Vu à sa sortie en salle durant ma période parisienne.
1982, Mitterand est élu Président de la République, la société s’apprête à changer et surtout Paris (Pyramide du Louvre, Arche de la Défense, Opéra Bastille) et les médias avec les radios libres, Canal+ et autres chaînes TV…
Deux ans ont passé entre le premier opus et le second.
Vic est au lycée, a un petit frère et de suite on remarque ses formes plus… enfin quoi, vous voyez…
Comme le dit mieux Mathieu (Alexandre Sterling) que moi : « Tu es… tu es vach***ment… enfin, t’es… » il en bégaie de sidération.
Bref, Vic est devenue un bout de femme et Pinoteau ne s’y trompe pas, pour sa deuxième apparition, il filme l’actrice Sophie Marceau sous sa douche ; il suggère sa nudité et ses formes sont mises en valeur sous ses T-shirt !
Dans « La Boum » j’avais écrit que j’aurais aimé avoir des parents ouverts comme ceux de Vic, mais les vrais parents de Sophie Marceau doivent être très ouverts pour la laisser filmer sous la douche même si on peut imaginer qu’elle soit vêtue d’un haut.
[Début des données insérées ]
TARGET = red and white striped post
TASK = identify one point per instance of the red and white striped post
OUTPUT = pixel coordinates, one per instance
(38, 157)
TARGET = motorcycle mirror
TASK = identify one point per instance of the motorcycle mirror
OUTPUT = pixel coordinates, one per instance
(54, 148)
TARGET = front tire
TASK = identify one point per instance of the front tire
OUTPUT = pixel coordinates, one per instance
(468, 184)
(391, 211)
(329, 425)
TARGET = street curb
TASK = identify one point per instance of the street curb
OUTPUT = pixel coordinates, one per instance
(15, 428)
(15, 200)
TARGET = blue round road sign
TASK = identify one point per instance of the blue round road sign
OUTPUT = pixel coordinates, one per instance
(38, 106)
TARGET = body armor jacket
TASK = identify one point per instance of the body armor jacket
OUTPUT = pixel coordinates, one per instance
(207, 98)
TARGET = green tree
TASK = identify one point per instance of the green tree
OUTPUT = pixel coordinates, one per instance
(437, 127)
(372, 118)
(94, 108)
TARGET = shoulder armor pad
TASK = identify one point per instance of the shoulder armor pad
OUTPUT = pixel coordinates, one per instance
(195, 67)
Mais ça va au-delà des précautions d’un metteur en scène, c’est l’imagination débordante du spectateur, l’érotisme qu’il s’invente, son regard qu’il porte sur cette jeune actrice. Ce n’est pas innocent.
Claude Pinoteau fait de Sophie Marceau un sex symbole.
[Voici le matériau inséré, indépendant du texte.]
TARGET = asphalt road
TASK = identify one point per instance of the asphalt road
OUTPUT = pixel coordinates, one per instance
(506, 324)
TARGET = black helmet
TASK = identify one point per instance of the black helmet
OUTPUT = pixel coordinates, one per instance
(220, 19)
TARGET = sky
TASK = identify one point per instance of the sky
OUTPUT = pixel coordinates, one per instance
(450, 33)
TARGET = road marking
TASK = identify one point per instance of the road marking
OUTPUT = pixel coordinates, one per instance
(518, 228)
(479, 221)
Après quarante ans, je n’éprouvais aucune impatience à revoir « La Boum 2 », comparé au premier volet.
Bien m’en a pris, la mise à jour de ma mémoire n’a pas été malmenée, « La Boum 2 » n’est pas une déception. Un chouïa en dessous de « La Boum ».
Film au cours duquel Pinoteau/Thompson évoque la position de la femme face à ses choix professionnels dans le couple. François nourrit des ambitions sur Lyon et Françoise s’épanouit dans la bande dessinée, laquelle est sous-estimée par son mari.
Qui doit suivre l’autre ?
Pourquoi la femme devrait suivre le mari ? Et non l’inverse ?
Françoise reproche à son mari de sous-estimer sa profession, sa passion pour la bande dessinée et la bande dessinée en général.
Nous sommes en 82.
Quatre ans auparavant, René Goscinny mourrait suite à un simple test d’effort. Goscinny et le monde de la bande dessinée commençaient à peine à être pris au sérieux. La bande dessinée était encore considérée comme un art mineur menés par des hommes et quelques femmes dilettants !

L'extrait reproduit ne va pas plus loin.